By ERWIN CHLANDA
It’s a time of major events: Donald Trump has again been elected President of the USA and its biggest foreign spy base Pine Gap features in the movie Twilight Time to be screened in Alice Springs on Saturday.
For decades “the base” has been described as a prime nuclear target. Does that worry the town? Apparently not.
The council’s policy dates back to 1987 and today still states:
“Policy No. 111: Council supports the retention of the Australian / American Joint Defence Facility Pine Gap, and acknowledges the importance of this Facility for the defence of Australian territory and for the economic and social benefit of Alice Springs.”
Given Mr Trump doesn’t like wars, is it time to shut down the facility?
“Let’s wait and see if the Trump administration will be able to generate world peace, the way he asserts,” says Twilight Time writer director John Hughes.

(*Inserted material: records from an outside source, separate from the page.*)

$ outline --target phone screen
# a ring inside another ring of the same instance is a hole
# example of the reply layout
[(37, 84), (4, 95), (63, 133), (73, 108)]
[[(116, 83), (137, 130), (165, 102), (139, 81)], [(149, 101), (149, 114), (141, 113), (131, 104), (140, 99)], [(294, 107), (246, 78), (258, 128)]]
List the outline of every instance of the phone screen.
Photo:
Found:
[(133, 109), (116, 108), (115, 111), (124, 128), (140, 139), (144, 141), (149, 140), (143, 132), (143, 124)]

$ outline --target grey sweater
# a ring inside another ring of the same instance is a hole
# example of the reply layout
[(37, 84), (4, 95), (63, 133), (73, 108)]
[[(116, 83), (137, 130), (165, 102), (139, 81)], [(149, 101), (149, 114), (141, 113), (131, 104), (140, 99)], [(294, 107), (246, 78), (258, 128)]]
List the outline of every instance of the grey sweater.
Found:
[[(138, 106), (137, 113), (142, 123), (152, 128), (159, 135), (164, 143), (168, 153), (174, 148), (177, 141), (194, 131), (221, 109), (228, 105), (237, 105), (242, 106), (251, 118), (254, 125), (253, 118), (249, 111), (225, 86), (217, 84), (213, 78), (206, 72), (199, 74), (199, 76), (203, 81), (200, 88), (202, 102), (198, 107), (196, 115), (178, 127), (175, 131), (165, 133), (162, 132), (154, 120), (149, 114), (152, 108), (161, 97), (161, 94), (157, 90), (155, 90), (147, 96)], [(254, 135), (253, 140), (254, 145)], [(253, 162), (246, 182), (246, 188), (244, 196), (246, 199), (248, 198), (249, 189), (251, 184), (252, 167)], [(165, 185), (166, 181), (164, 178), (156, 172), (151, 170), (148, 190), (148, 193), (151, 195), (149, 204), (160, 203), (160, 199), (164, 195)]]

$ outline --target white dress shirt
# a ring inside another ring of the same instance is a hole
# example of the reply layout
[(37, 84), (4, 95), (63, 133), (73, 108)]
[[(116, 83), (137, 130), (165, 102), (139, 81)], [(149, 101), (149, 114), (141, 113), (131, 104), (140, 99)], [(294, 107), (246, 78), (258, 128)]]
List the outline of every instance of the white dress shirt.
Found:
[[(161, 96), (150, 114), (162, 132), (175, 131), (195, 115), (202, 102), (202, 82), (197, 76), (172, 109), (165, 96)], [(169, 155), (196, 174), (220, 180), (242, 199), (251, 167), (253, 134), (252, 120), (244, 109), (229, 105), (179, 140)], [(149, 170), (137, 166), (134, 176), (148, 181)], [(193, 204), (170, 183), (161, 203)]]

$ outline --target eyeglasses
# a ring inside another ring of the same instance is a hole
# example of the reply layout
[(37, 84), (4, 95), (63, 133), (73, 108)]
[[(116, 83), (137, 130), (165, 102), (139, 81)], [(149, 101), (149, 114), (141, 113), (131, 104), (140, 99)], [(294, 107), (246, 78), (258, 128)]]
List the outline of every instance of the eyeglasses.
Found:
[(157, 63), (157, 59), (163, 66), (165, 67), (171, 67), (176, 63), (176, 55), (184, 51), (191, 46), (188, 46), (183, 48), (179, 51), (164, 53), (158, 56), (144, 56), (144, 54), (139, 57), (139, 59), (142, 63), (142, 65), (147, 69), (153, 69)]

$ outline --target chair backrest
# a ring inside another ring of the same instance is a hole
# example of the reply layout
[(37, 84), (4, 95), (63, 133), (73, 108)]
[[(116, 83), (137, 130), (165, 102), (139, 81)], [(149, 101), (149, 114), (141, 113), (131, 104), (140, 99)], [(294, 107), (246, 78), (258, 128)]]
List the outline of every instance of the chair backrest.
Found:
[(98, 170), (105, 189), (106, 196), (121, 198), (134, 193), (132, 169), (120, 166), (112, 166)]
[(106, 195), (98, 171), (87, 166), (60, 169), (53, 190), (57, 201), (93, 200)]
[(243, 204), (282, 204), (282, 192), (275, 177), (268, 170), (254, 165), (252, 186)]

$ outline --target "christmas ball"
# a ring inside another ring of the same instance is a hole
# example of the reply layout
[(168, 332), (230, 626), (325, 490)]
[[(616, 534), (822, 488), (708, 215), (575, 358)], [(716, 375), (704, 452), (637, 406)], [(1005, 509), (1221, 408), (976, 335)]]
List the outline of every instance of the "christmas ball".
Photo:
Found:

His film is about Desmond Ball (1947-2016) (pictured) who was hailed by Jimmy Carter as “the man who saved the world”: He established the fallacy of the doctrine of “limited” nuclear war.
A senior Australian figure at Pine Gap, in conversation with me, off the record, of course, described Mr Ball as a ratbag.
But from 1984 to 1991 the defence analyst led the ANU’s Strategic and Defence Studies Centre.
“He gazed at signals intelligence facilities around the world and worked out what they did and why,” says Mr Hughes in a promotion of the film.
“He trekked deep into the sensitive borderlands of Burma and Thailand, advising persecuted minorities on signals intelligence.”
One of first research interviews Mr Hughes shot was with Alice Springs journalist and author, Kieran Finnane, who was working on what was to become her book Peace Crimes (2020, University of Queensland Press).
Mr Hughes, who will appear at the screening with Ms Finnane, cites an Australian newspaper’s take on how Washington sees Australia: The Top End is a launching pad for attacking China. The Centre provides intel and a place for weapons testing. And the south is useful for manufacturing (submarines).
Will Trump make Australia great again?
That is likely to be in the hands of the Pentagon rather than the White House, says Mr Hughes.
The film will show at Araluen at 7pm on Saturday, November 9.
Thoughtfully composed and well researched movie on the life work of Des Ball. Nearly 100 attended the launch at Araluen and if you missed the occasion a second viewing might be scheduled at the Alice Cinemas. The audience demographic seemed mostly over 40.
Ball’s work, sustained from his anti-war resistance days in the late 1960s as an 18 year-old, needs fuelling / energising from the generation essentially focused on climate change. War and climate issues are linked.
Peace Crimes, Alex Barwick’s ABC podcast and John Hughes’s earlier episode for Compass throw light and open vital questions about Australian acquiescence to USA political and military power.